O modelo de assistência psicológica na Paraíba entrou na mira direta dos órgãos de fiscalização federal e estadual. Uma ação civil pública cobra da Justiça Federal uma intervenção imediata para reestruturar os serviços públicos voltados ao tratamento de transtornos mentais e à reintegração de pacientes que ficaram isolados do convívio social.
A iniciativa coloca sob lupas a Rede de Atenção Psicossocial (RAPS), estrutura do Sistema Único de Saúde (SUS) que deveria funcionar como uma malha de suporte contínuo. Na prática, contudo, as promessas de um atendimento humanizado esbarram em lacunas logísticas e estruturais.
De acordo com os promotores e procuradores que assinam o pedido, o cenário atual inviabiliza tanto o acolhimento inicial quanto o acompanhamento de longo prazo. O reflexo mais grave desse gargalo está na ponta final do sistema: pessoas que já deveriam ter recebido alta ou migrado para residências terapêuticas continuam retidas em hospitais psiquiátricos e na Penitenciária de Psiquiatria Forense de João Pessoa, perpetuando lógicas de confinamento que a reforma psiquiátrica brasileira tenta extinguir há décadas.

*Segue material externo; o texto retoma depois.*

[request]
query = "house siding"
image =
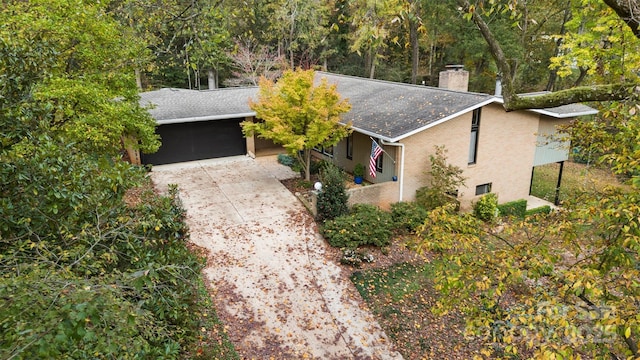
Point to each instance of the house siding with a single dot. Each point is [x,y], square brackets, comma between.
[361,154]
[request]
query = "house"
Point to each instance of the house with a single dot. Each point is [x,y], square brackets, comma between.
[497,150]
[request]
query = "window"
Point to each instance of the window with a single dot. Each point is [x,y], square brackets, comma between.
[473,144]
[483,189]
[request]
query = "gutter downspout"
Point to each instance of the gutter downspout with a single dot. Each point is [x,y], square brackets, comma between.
[401,146]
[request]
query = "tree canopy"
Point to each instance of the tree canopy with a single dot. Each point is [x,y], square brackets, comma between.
[299,114]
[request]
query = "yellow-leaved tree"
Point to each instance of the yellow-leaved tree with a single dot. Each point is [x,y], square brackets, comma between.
[299,115]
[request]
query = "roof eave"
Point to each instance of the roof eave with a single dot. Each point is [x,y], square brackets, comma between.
[444,119]
[564,116]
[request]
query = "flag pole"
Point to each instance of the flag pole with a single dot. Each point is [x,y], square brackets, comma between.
[381,148]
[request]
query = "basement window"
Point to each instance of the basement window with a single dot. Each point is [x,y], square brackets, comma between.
[483,189]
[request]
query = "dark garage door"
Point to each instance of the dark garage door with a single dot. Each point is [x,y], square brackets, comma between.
[197,141]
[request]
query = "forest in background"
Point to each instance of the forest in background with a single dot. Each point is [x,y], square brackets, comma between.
[84,270]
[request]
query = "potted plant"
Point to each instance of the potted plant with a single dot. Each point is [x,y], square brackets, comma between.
[358,173]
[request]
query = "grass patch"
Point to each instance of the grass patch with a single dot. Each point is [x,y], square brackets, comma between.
[401,297]
[576,179]
[395,282]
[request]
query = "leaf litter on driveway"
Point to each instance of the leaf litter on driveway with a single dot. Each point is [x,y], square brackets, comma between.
[278,292]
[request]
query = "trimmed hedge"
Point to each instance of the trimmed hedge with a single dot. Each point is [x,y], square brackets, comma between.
[486,207]
[364,225]
[516,208]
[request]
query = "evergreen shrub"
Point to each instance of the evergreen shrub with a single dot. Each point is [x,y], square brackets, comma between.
[332,200]
[516,208]
[407,216]
[486,208]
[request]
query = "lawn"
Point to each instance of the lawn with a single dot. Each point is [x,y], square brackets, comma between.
[401,297]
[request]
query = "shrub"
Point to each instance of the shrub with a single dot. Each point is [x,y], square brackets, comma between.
[332,201]
[445,179]
[407,216]
[516,208]
[486,208]
[364,225]
[431,198]
[286,160]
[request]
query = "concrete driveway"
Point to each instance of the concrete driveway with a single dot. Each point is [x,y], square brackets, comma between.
[274,286]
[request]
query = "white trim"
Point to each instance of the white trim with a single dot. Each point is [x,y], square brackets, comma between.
[401,145]
[205,118]
[370,134]
[564,116]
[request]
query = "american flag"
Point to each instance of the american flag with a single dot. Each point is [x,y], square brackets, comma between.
[376,150]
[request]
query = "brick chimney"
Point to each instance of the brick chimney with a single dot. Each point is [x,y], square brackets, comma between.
[455,77]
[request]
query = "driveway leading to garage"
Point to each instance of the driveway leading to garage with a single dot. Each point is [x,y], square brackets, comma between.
[274,286]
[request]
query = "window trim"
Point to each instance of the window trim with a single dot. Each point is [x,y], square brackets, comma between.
[483,189]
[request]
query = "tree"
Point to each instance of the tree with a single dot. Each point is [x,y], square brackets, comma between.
[252,61]
[184,37]
[372,21]
[70,79]
[299,115]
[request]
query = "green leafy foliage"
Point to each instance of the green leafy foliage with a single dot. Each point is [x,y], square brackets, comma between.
[299,115]
[444,180]
[516,208]
[407,216]
[332,200]
[98,276]
[364,225]
[486,208]
[528,288]
[65,72]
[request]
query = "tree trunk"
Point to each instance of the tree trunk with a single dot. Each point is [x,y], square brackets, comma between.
[512,101]
[553,74]
[628,11]
[138,79]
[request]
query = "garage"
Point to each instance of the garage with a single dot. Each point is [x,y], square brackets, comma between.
[189,141]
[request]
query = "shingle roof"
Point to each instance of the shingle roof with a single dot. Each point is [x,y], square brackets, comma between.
[182,105]
[393,111]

A judicialização do tema expõe a urgência de uma transição que de fato tire o paciente do isolamento e o devolva à comunidade. Para os Ministérios Públicos, o fluxo atual de desinstitucionalização falha porque não há para onde encaminhar quem deixa as alas de internação permanente.
As esferas administrativas responsáveis pelo setor foram procuradas para se manifestar sobre as cobranças apresentadas à Justiça. Nem a Secretaria de Estado da Saúde da Paraíba, nem a gestão municipal de João Pessoa ou o Ministério da Saúde emitiram posicionamentos oficiais sobre as falhas apontadas no relatório até o momento. O silêncio institucional contrasta com a urgência de um debate que afeta diretamente milhares de famílias dependentes do SUS.